Updated: Sep 14, 2021
Setting healthy boundaries is one of the hardest things that I have ever had to learn how to do. Being able to first admit to yourself what it is you need and then follow through on the actions to meet that need without guilt is an act of self-love. In my experience, one of the few things harder than learning to set those boundaries is how to maintain them. Each time you revisit and lovingly honor the limits that you set, you go from practicing self-care to self-love.
As a mom, there are still times I struggle with maintaining my boundaries when it comes to caring for myself, sometimes in the most basic ways. I have learned, though, that not tending to my own needs creates the perfect environment for bitterness and resentment to fester.
The other day, I needed a shower. Bad. I only really take a "real" one every three or four days when I wash my hair, so skipping them when it has been that long is not a good idea for anybody. My kids were set up with lunch and I took that opportunity to clean myself up. I had been in the shower for maybe five minutes when H came in to let me know he had to go.
Side note: It is unclear to me how this started, but every time my son has to go to the bathroom, instead of just going, he comes in doing a frantic potty dance and has to tell us first. This is followed quickly by our enthusiastic encouragement for him to do so and ends with him rushing out and sometimes almost not making it to the nearest potty.
Anyway, he ran from the bathroom he was currently standing in all the way to the other one across the house to relieve himself. (Why he didn't just use the toilet where he was, I will never know.) About two minutes later, he began shouting to me that he was done and ready for help with wiping. He has been doing well with getting himself off of the toilet after just peeing, so it was obvious to me poop was involved somehow.
In that moment, I figured I had three choices: Do I get out of the shower, drip across the house in a towel, and help him? Do I shout-explain that he has to wait ten more minutes while I rinse-out my conditioner and towel off a bit? OR. Do I encourage him to wipe himself as best he can and help him clean up a bit better when I am available?
Interrupting my shower (option number one) and tending to him in this non-emergent situation would have solved his issue in the moment, but it would have made drippy mess for me to take care of later and I would have only ensured a repeat of this scenario at some point in the future.
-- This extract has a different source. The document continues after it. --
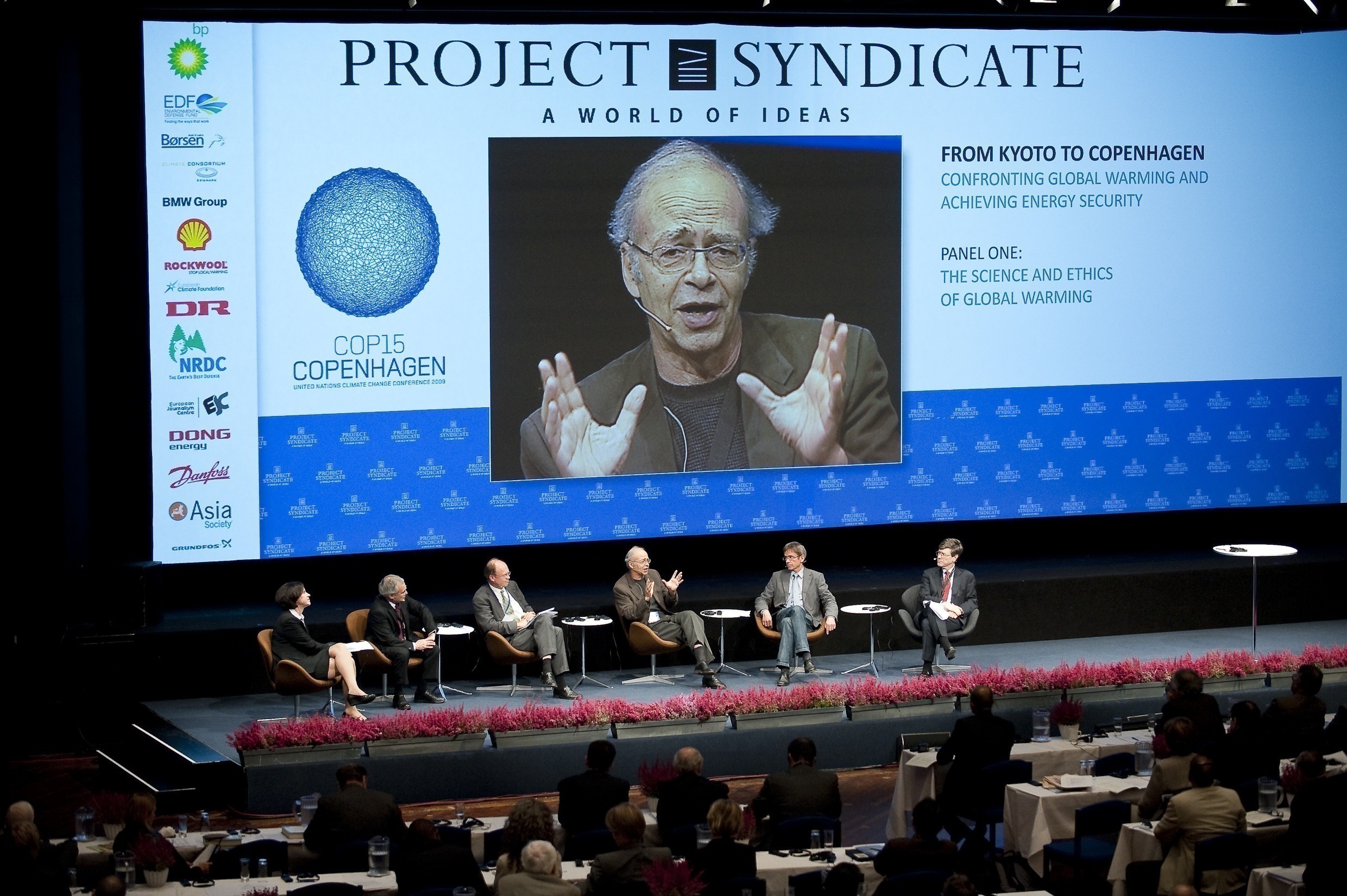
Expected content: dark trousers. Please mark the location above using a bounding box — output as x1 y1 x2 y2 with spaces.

He is almost five, so explaining to him that he needed to wait (option number two) was well within reason, but neither the most proactive or loving choice. I definitely did not want to cause him any discomfort if I didn't have to and it was within my power—and my boundary—to provide some support to him in that moment, so I wasn't going to withhold it from him.
Ultimately, I chose option number three. I told him that he could choose to practice wiping himself and wash his hands and that I would help him finish cleaning up when I was out of the shower, or that he could wait. To be fair, our toilet paper is definitely not the luxury type, so I did ask my daughter to bring him the baby wipes and to instruct him to throw those away in the trash if he used them to wipe. I did everything I could do from inside the shower (my boundary) to help him get his needs met without sacrificing my own and the rest was up to him.
Spoiler alert: He chose to sit and wait, letting me know at interval how ready he was to get off the toilet for ten minutes while I finished up my shower. BUT. While I did feel for him in his situation, I did not have to feel guilty because I do not own the results of his choice. I empowered him to help himself and the rest was up to him.
If I would have dropped everything to help him, I would have been disappointed at having to interrupt one of the two warm showers I get a week; probably took those feelings out on my son or someone else; and resented the mess I had to clean up later—both in my house and in my heart. All of that leads to a giant shame tornado and I am just not willing to cause harm to myself or others that way. Boundary alert!
Placing ourselves in the position of rescuing others is another way we keep ourselves in a victim role. Most of the time, in my experience, the reason we do that is out of fear. We are afraid to lose someone, either to a tragedy or because they walk away. We are not firemen and women, so when someone else's alarms are going off, we don't need to feel guilty for not being able to put out their fire for them, and, honestly, that just isn't helping anyone in the long-run anyway.
You are worthy of love. If someone holds you hostage with the threat of their departure, it is up to you to be strong enough to hold your ground and let them go. Even if you give in to their demands, that does not guarantee that they will stay. No one that truly cares about you will ask that of you either.
Why would you ask that of yourself?
It is imperative that we learn to love ourselves enough to create and keep healthy boundaries so we are then able to support others in a way that feels good. Support can be hands-on, but words of encouragement, links to information or resources, and a nonjudgemental ear go a long way to helping them too because they will also be learning to help themselves. Making yourself the bearer of someone else's burdens in addition to your own is not healthy, loving, realistic, or sustainable. It is exhausting and leaves us dried up and feeling used.
Be a cheerleader, not a rescuer.
Then, everyone becomes an empowered creator of their own destiny—getting their needs met like the bosses they are; loving themselves and one another with their big, beautiful hearts; and changing the freaking world!
I mean, when it boils down to it, I guess what I'm saying is this:
“Do no harm, but take no shit.” ―Moïra Fowley-Doyle
Thank you for joining me. I am so glad you’re here!